Полиномиальные составные активации: Развязывание динамики крупных языковых моделей

Трансформеры нашли широкое применение во многих областях благодаря своим мощным способностям к адаптации. Этот успех частично обусловлен их врожденной нелинейностью. Таким образом, помимо функции ReLU, используемой в оригинальной архитектуре трансформера, исследователи исследовали альтернативные модули, такие как GeLU и SwishGLU, для усиления нелинейности и, следовательно, увеличения представительской способности. В данной статье мы предлагаем новую категорию активационных функций на основе полиномиальных композиций (PolyCom), разработанных для оптимизации динамики трансформеров. Теоретически мы предоставляем полный математический анализ PolyCom, подчеркивая её улучшенную выразительность и эффективность по сравнению с другими активационными функциями. Особо отмечено, что сети, включающие PolyCom, достигают оптимальной скорости аппроксимации, что указывает на то, что сети PolyCom требуют минимального количества параметров для аппроксимации общих гладких функций в пространствах Соболева. Мы проводим эмпирические эксперименты на конфигурациях предварительного обучения крупных языковых моделей (LLMs), включая как плотные, так и разреженные архитектуры. Заменяя традиционные активационные функции на PolyCom, мы позволяем LLM захватывать взаимодействия более высокого порядка в данных, что улучшает показатели производительности в плане точности и скорости сходимости. Обширные экспериментальные результаты демонстрируют эффективность нашего метода, показывая существенные улучшения по сравнению с другими активационными функциями. Код доступен по адресу https://github.com/BryceZhuo/PolyCom.

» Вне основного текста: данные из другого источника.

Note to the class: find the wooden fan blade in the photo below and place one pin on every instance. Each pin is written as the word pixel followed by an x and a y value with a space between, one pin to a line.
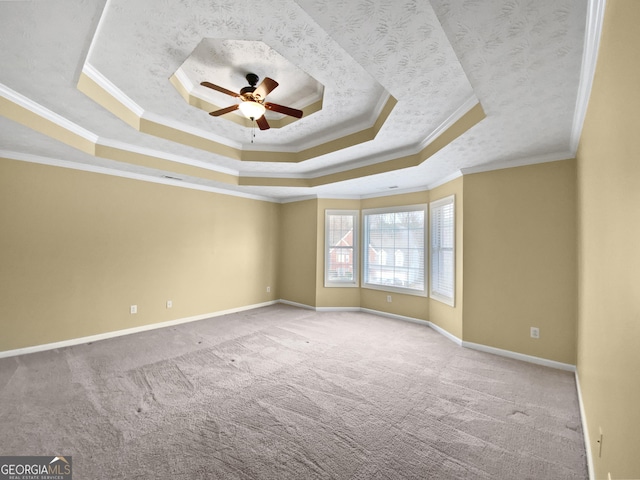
pixel 262 123
pixel 219 89
pixel 274 107
pixel 222 111
pixel 266 87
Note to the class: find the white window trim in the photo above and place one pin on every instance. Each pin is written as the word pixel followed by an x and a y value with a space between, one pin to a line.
pixel 364 250
pixel 433 206
pixel 356 254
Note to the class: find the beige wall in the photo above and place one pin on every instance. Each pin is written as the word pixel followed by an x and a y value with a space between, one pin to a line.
pixel 445 316
pixel 609 248
pixel 77 249
pixel 520 259
pixel 298 252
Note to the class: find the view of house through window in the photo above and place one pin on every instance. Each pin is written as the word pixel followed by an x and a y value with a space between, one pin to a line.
pixel 341 230
pixel 394 249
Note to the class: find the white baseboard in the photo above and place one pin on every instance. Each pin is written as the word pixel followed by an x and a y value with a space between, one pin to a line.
pixel 296 304
pixel 127 331
pixel 153 326
pixel 338 309
pixel 444 333
pixel 396 316
pixel 520 356
pixel 585 431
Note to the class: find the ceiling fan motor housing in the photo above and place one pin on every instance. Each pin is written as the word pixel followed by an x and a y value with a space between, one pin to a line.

Самосогласованная Оптимизация Предпочтений: Революция в Обучении Языковых Моделей

Само-согласование, при котором модели учатся улучшать себя без человеческой разметки, является быстро развивающейся областью исследований. Однако существующие методы часто не справляются с улучшением сложных задач мышления из-за трудности в присвоении правильных наград. Ортогональным подходом, который известен своей способностью улучшать точность, является само-согласованность, метод, применяемый на этапе вывода на основе многократной выборки для нахождения наиболее согласованного ответа. В данной работе мы расширяем концепцию само-согласованности для помощи в обучении моделей. Мы вводим оптимизацию предпочтений само-согласованности (ScPO), которая итеративно обучает модели предпочитать согласованные ответы несогласованным на новых ненадзорных задачах. Мы показываем, что ScPO приводит к значительным улучшениям по сравнению с традиционным обучением модели наград на задачах мышления, таких как GSM8K и MATH, сокращая разрыв с контролируемым обучением с золотыми ответами или предпочтениями, и что комбинация ScPO со стандартным контролируемым обучением улучшает результаты еще больше. На ZebraLogic, ScPO дообучает Llama-3 8B, делая её превосходящей Llama-3 70B, Gemma-2 27B и Claude-3 Haiku.